Luftbrücke Deutschland will Hilfsgüter über Gaza abwerfen – wie das abläuft und wo die Probleme liegen

Luftbrücke für Gaza – Reporterin begleitet Hilfsflug
Luftbrücke für Gaza – Reporterin begleitet Hilfsflug
© n-tv
Sehen Sie im Video: So funktioniert die Luftbrücke für Gaza – Reporterin begleitet Hilfsflug.
Videoquelle: n-tv
Wegen der Hungersnot im Gazastreifen möchte die Luftwaffe eingreifen. Wie die Einsätze ablaufen sollen, welche Länder schon mitmachen – und wieso die Versorgung bisher so schwierig ist.

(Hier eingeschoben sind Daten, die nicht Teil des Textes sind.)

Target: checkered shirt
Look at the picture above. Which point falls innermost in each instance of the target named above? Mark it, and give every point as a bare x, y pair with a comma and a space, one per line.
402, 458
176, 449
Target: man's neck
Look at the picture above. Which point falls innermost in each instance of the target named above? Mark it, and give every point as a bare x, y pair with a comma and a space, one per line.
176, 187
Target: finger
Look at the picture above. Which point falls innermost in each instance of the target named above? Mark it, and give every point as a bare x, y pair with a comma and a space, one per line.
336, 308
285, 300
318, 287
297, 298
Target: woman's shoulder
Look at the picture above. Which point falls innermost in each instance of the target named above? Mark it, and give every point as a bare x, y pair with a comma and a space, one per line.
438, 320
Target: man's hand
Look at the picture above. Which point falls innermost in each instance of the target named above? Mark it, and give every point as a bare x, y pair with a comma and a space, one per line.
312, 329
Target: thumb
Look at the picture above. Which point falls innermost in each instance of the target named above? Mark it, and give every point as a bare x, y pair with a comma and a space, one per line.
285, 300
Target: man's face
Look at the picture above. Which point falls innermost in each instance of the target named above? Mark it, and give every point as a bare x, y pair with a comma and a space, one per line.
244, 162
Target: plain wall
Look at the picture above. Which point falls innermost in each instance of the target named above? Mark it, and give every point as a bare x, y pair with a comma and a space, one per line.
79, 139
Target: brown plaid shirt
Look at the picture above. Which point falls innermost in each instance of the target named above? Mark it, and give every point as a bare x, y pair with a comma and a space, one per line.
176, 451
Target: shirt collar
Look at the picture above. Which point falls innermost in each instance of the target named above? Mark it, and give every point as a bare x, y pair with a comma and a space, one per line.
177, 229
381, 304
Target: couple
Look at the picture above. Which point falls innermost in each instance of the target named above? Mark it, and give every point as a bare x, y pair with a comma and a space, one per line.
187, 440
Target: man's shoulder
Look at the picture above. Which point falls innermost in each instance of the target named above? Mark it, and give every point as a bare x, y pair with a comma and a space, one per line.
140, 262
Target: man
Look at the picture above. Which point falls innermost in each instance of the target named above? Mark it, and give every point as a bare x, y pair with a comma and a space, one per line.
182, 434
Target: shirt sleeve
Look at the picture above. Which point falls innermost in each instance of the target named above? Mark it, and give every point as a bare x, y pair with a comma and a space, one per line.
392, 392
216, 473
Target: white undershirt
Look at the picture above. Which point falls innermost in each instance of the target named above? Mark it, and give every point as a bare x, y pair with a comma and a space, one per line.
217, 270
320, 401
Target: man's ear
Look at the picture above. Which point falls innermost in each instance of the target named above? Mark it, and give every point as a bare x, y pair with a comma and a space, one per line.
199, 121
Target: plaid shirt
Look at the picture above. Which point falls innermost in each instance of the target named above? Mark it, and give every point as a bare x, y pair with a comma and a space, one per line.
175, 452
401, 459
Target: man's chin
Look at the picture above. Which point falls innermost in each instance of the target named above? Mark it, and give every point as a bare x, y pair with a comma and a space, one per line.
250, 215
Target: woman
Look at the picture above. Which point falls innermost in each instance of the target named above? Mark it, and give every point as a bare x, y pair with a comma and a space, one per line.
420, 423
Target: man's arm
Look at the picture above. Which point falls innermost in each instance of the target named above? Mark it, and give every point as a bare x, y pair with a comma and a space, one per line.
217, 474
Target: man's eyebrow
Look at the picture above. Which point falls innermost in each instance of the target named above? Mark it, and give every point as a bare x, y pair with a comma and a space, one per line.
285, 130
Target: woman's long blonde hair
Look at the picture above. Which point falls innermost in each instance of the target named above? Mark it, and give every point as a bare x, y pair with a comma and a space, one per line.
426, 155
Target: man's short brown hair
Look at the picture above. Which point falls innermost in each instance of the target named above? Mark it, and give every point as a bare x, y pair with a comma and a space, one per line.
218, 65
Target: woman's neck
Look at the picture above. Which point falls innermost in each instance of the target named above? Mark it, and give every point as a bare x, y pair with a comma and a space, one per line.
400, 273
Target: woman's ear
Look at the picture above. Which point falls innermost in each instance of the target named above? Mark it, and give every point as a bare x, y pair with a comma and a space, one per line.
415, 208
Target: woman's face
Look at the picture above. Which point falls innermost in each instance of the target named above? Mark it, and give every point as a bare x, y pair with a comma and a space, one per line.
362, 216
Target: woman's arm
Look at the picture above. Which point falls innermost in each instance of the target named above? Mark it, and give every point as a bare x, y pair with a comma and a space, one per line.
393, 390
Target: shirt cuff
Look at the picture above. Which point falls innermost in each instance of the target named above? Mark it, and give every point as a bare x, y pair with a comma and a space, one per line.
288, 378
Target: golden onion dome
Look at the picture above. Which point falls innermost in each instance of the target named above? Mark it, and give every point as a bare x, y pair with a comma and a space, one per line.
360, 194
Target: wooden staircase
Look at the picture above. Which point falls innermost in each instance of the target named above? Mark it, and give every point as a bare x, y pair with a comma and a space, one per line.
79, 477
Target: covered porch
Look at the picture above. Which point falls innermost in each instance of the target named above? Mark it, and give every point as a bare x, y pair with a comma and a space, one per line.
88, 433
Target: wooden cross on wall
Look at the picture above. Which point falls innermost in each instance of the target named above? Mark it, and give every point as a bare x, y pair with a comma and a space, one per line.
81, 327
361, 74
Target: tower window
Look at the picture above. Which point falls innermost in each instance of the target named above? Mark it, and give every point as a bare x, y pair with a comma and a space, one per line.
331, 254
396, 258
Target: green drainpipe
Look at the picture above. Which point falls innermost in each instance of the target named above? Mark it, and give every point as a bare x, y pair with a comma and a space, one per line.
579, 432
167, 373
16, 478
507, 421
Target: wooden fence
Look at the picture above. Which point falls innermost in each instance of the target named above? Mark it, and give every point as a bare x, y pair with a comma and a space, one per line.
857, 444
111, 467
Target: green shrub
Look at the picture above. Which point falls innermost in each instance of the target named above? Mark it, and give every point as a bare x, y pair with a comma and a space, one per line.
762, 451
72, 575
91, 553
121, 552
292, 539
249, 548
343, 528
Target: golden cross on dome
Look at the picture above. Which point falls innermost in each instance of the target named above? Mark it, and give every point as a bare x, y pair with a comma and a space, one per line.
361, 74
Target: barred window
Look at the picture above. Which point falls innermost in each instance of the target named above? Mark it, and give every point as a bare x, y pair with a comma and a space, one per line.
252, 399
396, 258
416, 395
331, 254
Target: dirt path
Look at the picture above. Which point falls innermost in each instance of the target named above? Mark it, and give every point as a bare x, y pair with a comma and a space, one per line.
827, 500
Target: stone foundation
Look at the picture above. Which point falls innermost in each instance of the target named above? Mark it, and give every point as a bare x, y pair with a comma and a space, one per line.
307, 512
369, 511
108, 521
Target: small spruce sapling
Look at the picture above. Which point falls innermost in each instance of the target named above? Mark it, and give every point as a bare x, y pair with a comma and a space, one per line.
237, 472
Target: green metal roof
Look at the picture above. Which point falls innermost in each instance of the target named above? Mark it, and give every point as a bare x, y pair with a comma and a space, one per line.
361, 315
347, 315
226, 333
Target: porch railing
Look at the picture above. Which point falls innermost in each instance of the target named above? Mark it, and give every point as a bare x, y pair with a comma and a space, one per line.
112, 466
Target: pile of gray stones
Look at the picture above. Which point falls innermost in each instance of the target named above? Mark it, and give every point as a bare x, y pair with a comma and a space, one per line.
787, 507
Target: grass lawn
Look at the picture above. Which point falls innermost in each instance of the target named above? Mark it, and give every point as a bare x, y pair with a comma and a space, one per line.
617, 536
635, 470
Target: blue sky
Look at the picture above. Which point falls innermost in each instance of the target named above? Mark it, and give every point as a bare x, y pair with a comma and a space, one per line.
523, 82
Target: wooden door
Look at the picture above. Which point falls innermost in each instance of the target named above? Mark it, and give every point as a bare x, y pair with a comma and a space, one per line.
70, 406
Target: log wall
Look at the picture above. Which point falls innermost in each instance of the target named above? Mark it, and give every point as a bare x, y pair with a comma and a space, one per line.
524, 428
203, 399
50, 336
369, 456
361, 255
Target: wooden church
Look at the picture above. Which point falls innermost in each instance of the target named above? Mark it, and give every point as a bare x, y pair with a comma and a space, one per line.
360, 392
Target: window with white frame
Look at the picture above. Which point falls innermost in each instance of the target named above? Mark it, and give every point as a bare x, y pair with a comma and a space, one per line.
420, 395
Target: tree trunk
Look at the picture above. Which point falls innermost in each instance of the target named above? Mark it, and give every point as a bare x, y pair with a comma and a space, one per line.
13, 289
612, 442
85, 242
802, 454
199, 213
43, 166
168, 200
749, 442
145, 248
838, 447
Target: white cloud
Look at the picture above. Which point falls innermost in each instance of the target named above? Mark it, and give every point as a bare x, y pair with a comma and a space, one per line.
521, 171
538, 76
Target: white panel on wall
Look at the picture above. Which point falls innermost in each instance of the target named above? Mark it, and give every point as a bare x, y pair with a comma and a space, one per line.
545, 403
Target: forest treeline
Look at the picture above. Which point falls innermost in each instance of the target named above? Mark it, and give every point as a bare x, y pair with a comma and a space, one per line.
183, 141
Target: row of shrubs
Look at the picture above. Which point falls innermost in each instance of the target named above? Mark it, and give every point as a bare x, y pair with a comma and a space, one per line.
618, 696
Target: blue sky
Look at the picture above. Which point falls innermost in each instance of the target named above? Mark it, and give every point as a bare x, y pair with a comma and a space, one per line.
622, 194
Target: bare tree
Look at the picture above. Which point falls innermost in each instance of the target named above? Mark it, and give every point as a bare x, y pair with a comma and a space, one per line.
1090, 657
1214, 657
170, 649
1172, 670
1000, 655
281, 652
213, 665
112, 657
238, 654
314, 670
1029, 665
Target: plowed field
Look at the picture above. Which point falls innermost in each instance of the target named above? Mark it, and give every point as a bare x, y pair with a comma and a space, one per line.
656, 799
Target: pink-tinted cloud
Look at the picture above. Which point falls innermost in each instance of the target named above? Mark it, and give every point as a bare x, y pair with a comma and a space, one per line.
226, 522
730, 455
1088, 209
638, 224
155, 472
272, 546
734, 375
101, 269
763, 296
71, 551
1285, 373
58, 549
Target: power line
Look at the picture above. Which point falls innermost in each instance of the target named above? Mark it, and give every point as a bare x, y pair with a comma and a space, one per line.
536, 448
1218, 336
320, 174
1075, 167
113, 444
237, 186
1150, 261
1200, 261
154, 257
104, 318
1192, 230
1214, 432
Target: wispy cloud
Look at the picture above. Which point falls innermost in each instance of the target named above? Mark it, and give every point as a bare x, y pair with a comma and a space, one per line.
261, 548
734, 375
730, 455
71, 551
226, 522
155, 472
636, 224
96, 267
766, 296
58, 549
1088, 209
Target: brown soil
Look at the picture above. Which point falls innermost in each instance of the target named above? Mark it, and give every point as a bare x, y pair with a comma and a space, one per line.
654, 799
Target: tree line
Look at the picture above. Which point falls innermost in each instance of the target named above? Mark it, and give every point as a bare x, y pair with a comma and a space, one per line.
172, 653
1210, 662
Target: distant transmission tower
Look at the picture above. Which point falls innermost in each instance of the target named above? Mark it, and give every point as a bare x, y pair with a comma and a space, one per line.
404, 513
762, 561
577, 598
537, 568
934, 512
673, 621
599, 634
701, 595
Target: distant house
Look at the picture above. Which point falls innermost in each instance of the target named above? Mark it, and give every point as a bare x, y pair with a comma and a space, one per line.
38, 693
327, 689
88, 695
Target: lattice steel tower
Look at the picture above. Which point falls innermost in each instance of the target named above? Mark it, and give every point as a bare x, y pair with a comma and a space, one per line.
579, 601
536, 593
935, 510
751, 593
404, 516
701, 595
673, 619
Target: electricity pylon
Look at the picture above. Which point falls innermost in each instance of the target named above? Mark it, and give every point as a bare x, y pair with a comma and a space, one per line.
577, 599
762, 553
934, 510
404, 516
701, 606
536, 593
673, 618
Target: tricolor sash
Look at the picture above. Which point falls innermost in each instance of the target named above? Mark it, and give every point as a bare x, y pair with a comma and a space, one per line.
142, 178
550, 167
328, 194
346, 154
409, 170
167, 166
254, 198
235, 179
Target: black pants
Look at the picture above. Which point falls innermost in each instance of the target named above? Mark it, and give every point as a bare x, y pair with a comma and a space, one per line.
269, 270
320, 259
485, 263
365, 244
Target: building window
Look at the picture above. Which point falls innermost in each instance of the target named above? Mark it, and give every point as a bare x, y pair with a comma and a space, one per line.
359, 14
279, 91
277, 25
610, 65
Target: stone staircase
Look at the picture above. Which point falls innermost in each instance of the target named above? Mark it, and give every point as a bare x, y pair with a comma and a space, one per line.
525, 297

Die Hungersnot im Gazastreifen spitzt sich zu, je länger der Krieg zwischen Israel und der Hamas andauert. Weit mehr als 500.000 Menschen in dem schmalen Küstenstreifen sind laut den Vereinten Nationen von Hunger bedroht, es gibt immer mehr Berichte von verhungerten Kindern und Erwachsenen. Die Palästinenser in Gaza warten auf Essen und Medizin – doch die Lastwagen, die über die Grenze aus Israel fahren, decken den Bedarf nicht ab. Offenbar vertrauen die USA und andere Länder nicht darauf, dass sich die Zahl der Lkws schnell erhöht, sie suchen Zwischenlösungen: Das US-Militär richtet mit internationalen Partnern einen temporären Hafen ein, um Hilfsgüter per Schiff in den Gazastreifen zu bringen. Außerdem werfen mehrere Länder Notfallpakete mit Fallschirmen ab. Jetzt will auch Deutschland mitmachen.

Wie will Deutschland in Gaza helfen?

Die Luftwaffe der Bundeswehr soll Hilfsgüter über dem Gazastreifen abwerfen. Auf den Einsatz haben sich das Auswärtige Amt und das Verteidigungsministerium geeinigt. Verteidigungsminister Boris Pistorius erteilte am Mittwoch einen entsprechenden Auftrag an die Bundeswehr. Die Flugzeuge vom Typ C-130J-30 Super Hercules, die eingesetzt werden sollen und acht Tonnen Last transportieren können, sind momentan in der nordfranzösischen Stadt Évreux stationiert – innerhalb der nächsten wäre ein Aufbruch möglich. Für die Luftbrücke soll es einen Flugzeug-Pendelverkehr zwischen Jordanien und dem Gazastreifen geben. Wie viele Flugzeuge eingesetzt werden, ist noch unklar. Vergangene Woche haben jordanische Flugzeuge bereits mehrere Tonnen Hilfspakete des “World Food Programme” abgeworfen, das auch von Deutschland mitfinanziert wird.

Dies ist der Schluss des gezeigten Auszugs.